Alice Down the Value Stream
Disclaimer This blog is not neutral; its the reflection of a software engineer on years of software projects as a developer, project manager and sometimes sales person.
Its my attempt to project Lewis Carroll’s Alice’s Adventures in Wonderland on my daily experiences dealing with different software projects. In doing so, I’ve borrowed lines, scenes and characters from the novel, and I do not claim any ownership or copyright to those.
Some portions are deliberately exagerated for comical purposes
Its hard not to notice how similar is software projects management to Lewis Carroll’s Alice’s Adventures in Wonderland; if you look close enough its full of mythical creatures, mystical worlds and reality bending logic.
Its a mad tea party!
Congratulations Alice! You are cordially invited to a new project.
Mad Hares, Mad Hatters, Cheshire Cats, Dormouse and you poor Alice, its all a mad tea party!
You take your place on a long table, listening to the bickering and wallowing of the guests, to your left is the Hare, people call him mad, he wears a nifty vest with a ragged suite on top, a chain drops from his top left vest pocket and it disappears into his lower right pocket where its attached to a fancy pocket watch.
The Hare keeps looking at his watch, always mumbling Oh dear! Oh dear! I shall be too late!, the same words already lured you down his rabbit hole and here you are.
At the top of the table sits the Hatter, like his friend, people call him mad, and you get to see that first hand!
Always switching seats, the Hatter asks unanswerable riddles and blabbers nonsensical remarks; “Sure, we can build that space shuttle tomorrow”, “Guess how many users the Queen wants to serve on launch and design a system that can take it”, “This feature is critical, in fact all of the features are critical” or “You need two months to build that? Ok lets build this bigger thing in one month, the Queen demands it”.
Finally, the tired Dormouse, you don’t know much about him, he looks tired, he looks like he has been at this party for way too long, and he is always falling asleep, only to wake up violently by the Hare and Hatter.
Hatter always claims you have all the time in the world, after all its always tea time!
Escaping the madness
At the party you think of the peculiar cat, a Cheshire Cat you’ve met on your way to the party, and your chat together was intriguing and amusing.
You can’t wait to go look for Cheshire Cat, so you leave the madness behind and enter the garden of the Queen, you come upon three of the Queen’s cards, they are painting white roses blue, the Queen thinks white doesn’t really go with anything.
You watch as Queen and Hare enter the garden, you meet the Queen, a difficult figure to please. You are invited to a demo of that you do not know, after all the Queen gets what the Queen demands.
You’re handed a screw driver, “Build me a stair where I ascend yet I descend at the same time” ordered the Queen.

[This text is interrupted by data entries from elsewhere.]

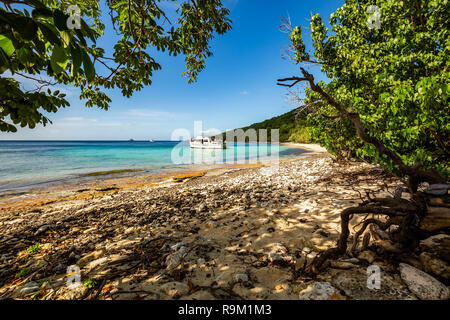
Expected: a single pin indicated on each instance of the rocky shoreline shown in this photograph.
(233, 233)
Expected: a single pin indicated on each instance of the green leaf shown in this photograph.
(7, 45)
(59, 59)
(75, 53)
(50, 34)
(60, 19)
(89, 69)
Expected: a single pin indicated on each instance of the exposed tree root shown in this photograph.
(395, 218)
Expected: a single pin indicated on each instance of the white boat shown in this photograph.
(202, 142)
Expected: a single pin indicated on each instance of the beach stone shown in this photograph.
(367, 255)
(97, 262)
(434, 241)
(434, 265)
(175, 289)
(211, 224)
(422, 284)
(42, 229)
(354, 284)
(90, 256)
(241, 277)
(200, 295)
(437, 218)
(319, 291)
(173, 260)
(342, 265)
(437, 189)
(28, 288)
(278, 254)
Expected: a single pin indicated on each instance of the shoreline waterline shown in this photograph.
(30, 164)
(79, 187)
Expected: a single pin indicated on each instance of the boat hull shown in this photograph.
(207, 146)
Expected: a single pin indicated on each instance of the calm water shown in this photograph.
(27, 163)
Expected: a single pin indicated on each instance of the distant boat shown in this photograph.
(202, 142)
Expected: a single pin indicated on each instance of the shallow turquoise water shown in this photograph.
(26, 163)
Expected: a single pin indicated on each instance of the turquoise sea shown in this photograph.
(30, 163)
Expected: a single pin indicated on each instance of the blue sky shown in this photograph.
(237, 88)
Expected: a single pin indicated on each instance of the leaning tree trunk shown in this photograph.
(402, 217)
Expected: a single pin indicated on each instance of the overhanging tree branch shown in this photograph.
(415, 174)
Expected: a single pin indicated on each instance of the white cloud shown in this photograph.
(146, 113)
(78, 119)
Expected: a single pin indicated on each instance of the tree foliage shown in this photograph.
(396, 78)
(36, 43)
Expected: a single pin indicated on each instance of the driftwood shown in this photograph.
(402, 222)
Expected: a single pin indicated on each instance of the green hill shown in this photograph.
(292, 128)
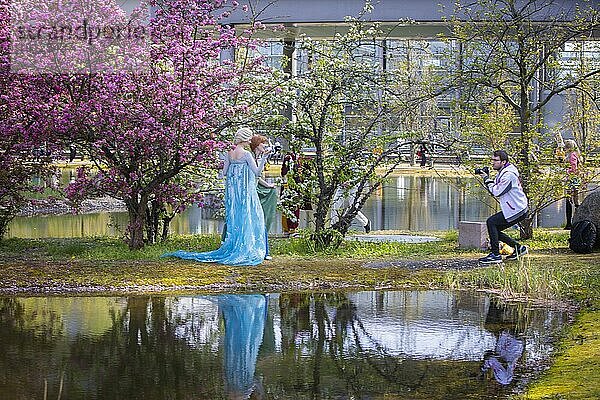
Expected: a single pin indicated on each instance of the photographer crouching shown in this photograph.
(513, 203)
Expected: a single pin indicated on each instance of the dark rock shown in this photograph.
(589, 209)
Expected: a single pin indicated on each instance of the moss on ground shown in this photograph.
(575, 373)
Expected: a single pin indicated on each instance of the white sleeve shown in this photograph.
(257, 169)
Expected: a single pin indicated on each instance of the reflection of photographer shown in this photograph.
(503, 359)
(513, 203)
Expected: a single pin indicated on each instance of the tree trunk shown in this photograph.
(137, 222)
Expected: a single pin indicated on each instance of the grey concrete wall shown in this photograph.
(322, 11)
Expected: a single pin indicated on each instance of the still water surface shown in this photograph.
(362, 345)
(407, 202)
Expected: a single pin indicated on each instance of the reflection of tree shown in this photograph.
(391, 369)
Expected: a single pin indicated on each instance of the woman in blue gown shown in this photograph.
(244, 242)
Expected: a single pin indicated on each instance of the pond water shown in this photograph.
(405, 202)
(395, 344)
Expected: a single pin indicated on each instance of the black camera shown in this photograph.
(484, 170)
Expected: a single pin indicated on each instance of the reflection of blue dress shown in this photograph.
(244, 243)
(244, 317)
(509, 349)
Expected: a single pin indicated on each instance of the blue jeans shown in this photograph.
(496, 224)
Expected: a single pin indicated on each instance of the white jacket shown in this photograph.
(507, 188)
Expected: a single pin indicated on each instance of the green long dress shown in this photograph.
(268, 201)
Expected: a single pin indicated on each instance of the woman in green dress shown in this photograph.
(266, 191)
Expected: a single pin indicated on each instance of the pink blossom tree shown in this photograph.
(26, 143)
(149, 107)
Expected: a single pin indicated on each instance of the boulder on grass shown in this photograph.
(586, 221)
(589, 209)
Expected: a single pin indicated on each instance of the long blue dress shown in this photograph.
(244, 243)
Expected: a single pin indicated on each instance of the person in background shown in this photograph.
(422, 154)
(266, 191)
(506, 187)
(289, 165)
(573, 179)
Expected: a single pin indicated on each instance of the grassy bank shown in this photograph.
(550, 272)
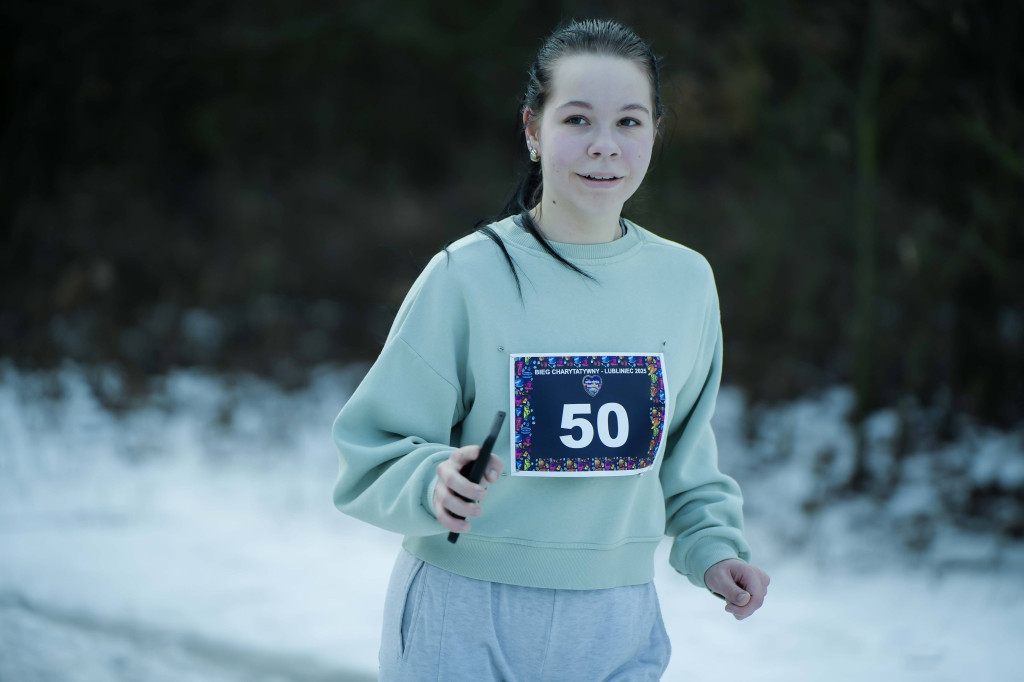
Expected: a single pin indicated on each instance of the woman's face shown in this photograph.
(595, 136)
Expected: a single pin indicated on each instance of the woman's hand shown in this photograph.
(743, 587)
(451, 483)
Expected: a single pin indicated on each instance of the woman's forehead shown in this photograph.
(600, 81)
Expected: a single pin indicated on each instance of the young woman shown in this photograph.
(603, 344)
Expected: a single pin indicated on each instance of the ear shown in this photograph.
(531, 128)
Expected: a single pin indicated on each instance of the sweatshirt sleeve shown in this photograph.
(396, 426)
(704, 507)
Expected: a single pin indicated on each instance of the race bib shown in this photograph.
(587, 415)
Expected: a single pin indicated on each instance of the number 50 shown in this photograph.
(572, 420)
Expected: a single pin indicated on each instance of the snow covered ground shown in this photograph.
(193, 538)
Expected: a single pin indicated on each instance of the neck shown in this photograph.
(559, 225)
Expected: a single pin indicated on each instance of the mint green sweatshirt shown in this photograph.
(448, 367)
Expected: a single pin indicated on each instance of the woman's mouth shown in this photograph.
(599, 179)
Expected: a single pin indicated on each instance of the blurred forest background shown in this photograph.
(254, 185)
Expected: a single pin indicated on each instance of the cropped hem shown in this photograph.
(557, 566)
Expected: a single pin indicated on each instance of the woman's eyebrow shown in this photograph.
(587, 104)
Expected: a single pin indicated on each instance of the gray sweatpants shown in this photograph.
(438, 626)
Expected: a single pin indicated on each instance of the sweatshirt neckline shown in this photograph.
(510, 229)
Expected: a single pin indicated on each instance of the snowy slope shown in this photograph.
(193, 538)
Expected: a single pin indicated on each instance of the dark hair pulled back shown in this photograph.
(599, 37)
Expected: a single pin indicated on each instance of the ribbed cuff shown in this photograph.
(706, 554)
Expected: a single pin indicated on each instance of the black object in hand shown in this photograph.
(474, 470)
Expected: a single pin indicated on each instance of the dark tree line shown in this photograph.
(254, 184)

Hatter, Hare and even Dormouse watch in fear as you try to explain, “That’s impossible, what you describe is Penrose Stairs, and how can I do this with a screwdriver!”.
“Do as you are told”, said the Queen, “Or off with your head!”.

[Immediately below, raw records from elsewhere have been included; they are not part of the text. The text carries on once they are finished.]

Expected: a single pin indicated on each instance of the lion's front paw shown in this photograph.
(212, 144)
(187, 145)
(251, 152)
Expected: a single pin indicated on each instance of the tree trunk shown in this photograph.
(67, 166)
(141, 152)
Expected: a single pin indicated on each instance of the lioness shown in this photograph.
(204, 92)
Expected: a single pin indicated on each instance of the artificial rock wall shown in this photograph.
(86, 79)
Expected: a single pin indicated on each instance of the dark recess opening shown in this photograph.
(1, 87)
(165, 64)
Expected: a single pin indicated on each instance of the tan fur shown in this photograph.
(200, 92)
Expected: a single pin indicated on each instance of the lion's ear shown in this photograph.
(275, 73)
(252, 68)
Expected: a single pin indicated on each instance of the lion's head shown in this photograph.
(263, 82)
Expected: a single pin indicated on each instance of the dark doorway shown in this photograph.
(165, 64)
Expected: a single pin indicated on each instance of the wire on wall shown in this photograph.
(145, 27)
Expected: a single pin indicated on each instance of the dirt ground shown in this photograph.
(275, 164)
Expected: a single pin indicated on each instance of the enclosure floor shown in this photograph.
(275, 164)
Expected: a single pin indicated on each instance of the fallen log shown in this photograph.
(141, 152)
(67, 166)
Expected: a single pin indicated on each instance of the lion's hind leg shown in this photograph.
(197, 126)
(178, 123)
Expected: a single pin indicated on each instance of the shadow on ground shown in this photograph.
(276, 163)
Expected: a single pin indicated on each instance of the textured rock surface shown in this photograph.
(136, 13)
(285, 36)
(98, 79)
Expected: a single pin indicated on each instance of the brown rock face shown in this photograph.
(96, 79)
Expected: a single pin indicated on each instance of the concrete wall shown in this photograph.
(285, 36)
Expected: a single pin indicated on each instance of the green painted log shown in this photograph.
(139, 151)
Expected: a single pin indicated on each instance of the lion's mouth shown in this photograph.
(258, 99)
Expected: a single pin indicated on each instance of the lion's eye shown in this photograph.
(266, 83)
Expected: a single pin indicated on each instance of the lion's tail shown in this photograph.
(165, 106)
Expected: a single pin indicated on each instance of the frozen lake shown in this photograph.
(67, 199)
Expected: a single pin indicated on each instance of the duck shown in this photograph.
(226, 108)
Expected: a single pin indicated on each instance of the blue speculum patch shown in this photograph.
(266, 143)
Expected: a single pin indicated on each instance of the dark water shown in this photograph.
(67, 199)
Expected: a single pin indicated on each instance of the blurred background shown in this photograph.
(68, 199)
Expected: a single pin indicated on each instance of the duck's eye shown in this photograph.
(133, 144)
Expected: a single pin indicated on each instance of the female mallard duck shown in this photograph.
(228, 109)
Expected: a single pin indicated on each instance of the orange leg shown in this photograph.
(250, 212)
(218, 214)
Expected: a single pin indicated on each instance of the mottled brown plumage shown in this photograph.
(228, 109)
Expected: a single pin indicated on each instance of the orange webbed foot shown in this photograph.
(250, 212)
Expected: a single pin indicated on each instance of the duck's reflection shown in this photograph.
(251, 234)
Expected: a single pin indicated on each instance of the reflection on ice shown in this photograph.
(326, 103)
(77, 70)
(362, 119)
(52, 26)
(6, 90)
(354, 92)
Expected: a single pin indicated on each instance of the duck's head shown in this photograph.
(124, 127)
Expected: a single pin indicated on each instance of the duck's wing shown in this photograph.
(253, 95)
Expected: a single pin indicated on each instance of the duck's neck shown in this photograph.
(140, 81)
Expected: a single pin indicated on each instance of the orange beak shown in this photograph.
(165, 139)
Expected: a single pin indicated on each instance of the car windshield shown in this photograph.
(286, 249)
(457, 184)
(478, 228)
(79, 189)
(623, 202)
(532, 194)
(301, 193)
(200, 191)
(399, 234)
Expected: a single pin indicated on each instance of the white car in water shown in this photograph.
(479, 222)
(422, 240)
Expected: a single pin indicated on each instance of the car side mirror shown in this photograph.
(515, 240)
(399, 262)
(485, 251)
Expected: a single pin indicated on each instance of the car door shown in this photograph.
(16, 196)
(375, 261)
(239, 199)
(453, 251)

You try and try, and lo and behold you’ve built a staircase that no one dares use. The Cheshire Cat comes to your aid, with it’s logic and wisdom you try your hand at an impossible task.
The demo descends into chaos, and the Queen out of patience (not that she had many) orders her executioner to behead the savvy Cat.
Most everyone’s mad here
The Cat is now but a floating head laughing with you, or maybe at you, all it enjoys is a creep here and a creep there.
Its had its fun, for how would an executioner behead a head with no body! Its an impossible feat he argues and complains!
You question your sanity, but the Cat says “Oh, you can’t help that. Most everyone’s mad here. [laughs maniacally and begins to disappear] You have noticed that I’m not all there myself”.